Double lauréate à Sanga III (3ème prix et prix RFI Danse) aux 5èmes Rencontres Chorégraphiques de l'Afrique et de l'Océan Indien avec la pièce " Ti chèlbè "


Démarche artistique
Les recherches de " La Compagnie " favorisent le partage nécessaire à l'évolution artistique de la démarche. Un vrai échange où la générosité le dispute au respect de la culture de l'autre. C'est un long processus qui demande une grande disponibilité.

Depuis 2001, avec " La Compagnie " Kettly Noël développe un univers très personnel se nourrissant des réalités quotidiennes, s'enrichissant du métissage des cultures.

Le travail repose sur le sens du mouvement, de ses racines et de la source commune qui les abreuvent. Il demande au danseur de s'investir et lui offre la possibilité de mettre son vécu au service d'une recherche. Ainsi la danse se fait plus proche de celui qui la regarde, elle n'est pas coupée des réalités quotidiennes. Elle donne à voir et à vivre simultanément.

" La Compagnie " dispose d'un Espace de travail "(L'Espace) lui permettant d'accueillir aussi des compagnies et des danseurs en résidence.

" La Compagnie " se base sur l'interculturel. Cette inspiration et assimilation des différentes cultures donnent, nourries d'un travail de recherche poussé , une dynamique nouvelle à la danse.

Parcours…

Kettly Noël

Kettly Noël vient d'Haïti. Anecdote " Il y avait une jolie fille qui habitait dans ma cour, à Port au Prince. Elle était danseuse folklorique et je l'idolâtrais : je suis sûre qu'elle m'a donné envie d'entrer dans ce monde. Elle s'appelait Bertolette et c'était mon secret : je voulais être danseuse… ".

Kettly a onze ans. Elle a déjà monté un spectacle de quartier et danse comme toutes les petites filles de son âge. Après le bac, à 17 ans, elle entre dans la troupe de Patrick Lacroix. C'est le début d'une formation, d'une discipline aussi, avec huit heures de travail par jour. Parallèlement, Kettly poursuit " sa danse à elle ", une recherche qu'elle juge, avec le recul, le point de départ de sa démarche. Le déclic se produit en 1990. On l'invite à se produire devant les journalistes de passage. Elle meurt de peur, mais se lance dans un solo qui ne ressemble à rien et stupéfie l'assistance. Depuis quelque temps, Kettly dialoguait avec Viviane Gaultier qui lui expliquait le langage et les origines de la danse haïtienne : " Ce n'était plus seulement du folklore. Cette femme donnait un éclairage à la danse traditionnelle. Elle avait un regard sur l'esclavage, la déportation, l'éloignement, le rapport à l'Afrique. Elle me montrait toute la nostalgie qui en découlait et essayait de me faire comprendre d'où venaient les racines de la danse haïtienne. C'est le début d'un voyage dans mon imaginaire et l'appel de l'Afrique". Kettly Noël commence à surprendre. D'où vient donc sa danse, se demande-t-on quand elle paraît sur les scènes de l'île ?

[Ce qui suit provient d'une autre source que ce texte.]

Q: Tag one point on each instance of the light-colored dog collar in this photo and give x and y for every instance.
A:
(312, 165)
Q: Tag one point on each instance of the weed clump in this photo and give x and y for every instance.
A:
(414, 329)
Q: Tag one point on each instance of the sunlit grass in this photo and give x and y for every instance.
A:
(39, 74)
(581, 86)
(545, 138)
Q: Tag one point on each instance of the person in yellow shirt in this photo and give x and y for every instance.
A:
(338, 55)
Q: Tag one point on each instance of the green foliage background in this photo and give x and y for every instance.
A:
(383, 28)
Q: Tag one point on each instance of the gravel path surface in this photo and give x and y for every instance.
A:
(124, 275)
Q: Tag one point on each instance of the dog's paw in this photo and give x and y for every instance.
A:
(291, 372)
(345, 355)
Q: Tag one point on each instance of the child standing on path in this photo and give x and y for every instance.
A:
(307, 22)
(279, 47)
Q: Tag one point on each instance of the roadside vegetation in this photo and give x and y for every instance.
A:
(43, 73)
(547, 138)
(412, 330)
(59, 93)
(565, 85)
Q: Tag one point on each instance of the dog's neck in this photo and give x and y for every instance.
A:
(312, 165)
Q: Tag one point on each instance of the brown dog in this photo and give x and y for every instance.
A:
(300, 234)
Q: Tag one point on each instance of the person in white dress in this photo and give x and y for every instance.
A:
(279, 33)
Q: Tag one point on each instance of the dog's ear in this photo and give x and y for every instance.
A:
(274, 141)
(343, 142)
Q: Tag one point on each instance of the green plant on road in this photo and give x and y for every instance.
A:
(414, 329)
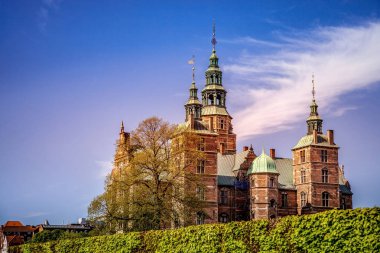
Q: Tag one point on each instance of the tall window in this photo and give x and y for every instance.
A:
(224, 197)
(201, 144)
(201, 167)
(302, 154)
(271, 182)
(303, 199)
(221, 124)
(200, 193)
(325, 199)
(200, 218)
(284, 199)
(223, 218)
(325, 176)
(324, 156)
(343, 203)
(303, 176)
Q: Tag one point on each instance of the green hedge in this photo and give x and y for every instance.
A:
(333, 231)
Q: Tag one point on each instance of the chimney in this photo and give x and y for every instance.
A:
(191, 120)
(272, 153)
(330, 137)
(315, 136)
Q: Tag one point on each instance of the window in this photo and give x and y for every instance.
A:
(201, 167)
(324, 156)
(223, 218)
(303, 199)
(271, 182)
(325, 176)
(200, 193)
(224, 197)
(201, 144)
(284, 199)
(343, 203)
(200, 218)
(302, 154)
(303, 176)
(325, 199)
(221, 124)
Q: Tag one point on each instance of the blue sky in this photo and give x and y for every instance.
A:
(70, 71)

Débarquée à Paris début des années 90, elle a soif d'apprendre. Et fonce. Kettly a l'énergie farouche. Et la volonté, une volonté terrible. Elle monte une compagnie et plusieurs chorégraphies. Elle ouvre des pistes. Rien ne semble pouvoir l'arrêter. Elle sait maintenant qu'elle a fait le choix de la danse.

Installée au Bénin en 1996, son travail prend une autre tournure : " J'avais pris conscience et dès mon arrivée à Cotonou, je cherche à comprendre ce que je fais. Pour comprendre, je transmets en partageant et j'apprends en transmettant ". Elle débute une formation à la danse contemporaine avec des jeunes issus des quartiers et crée une compagnie avec eux. Aujourd'hui, ils sont tous membres du Ballet National.

Fin 1999, elle arrive au Mali et poursuit la démarche. Elle fait construire le premier parquet de danse de Bamako et suscite les rencontres. L'échange et le partage sont toujours ses lignes de conduites. Un échange où la générosité le dispute au respect de l'autre. Depuis deux ans, son travail repose sur le sens du mouvement, de ses racines et la source commune qui les abreuve.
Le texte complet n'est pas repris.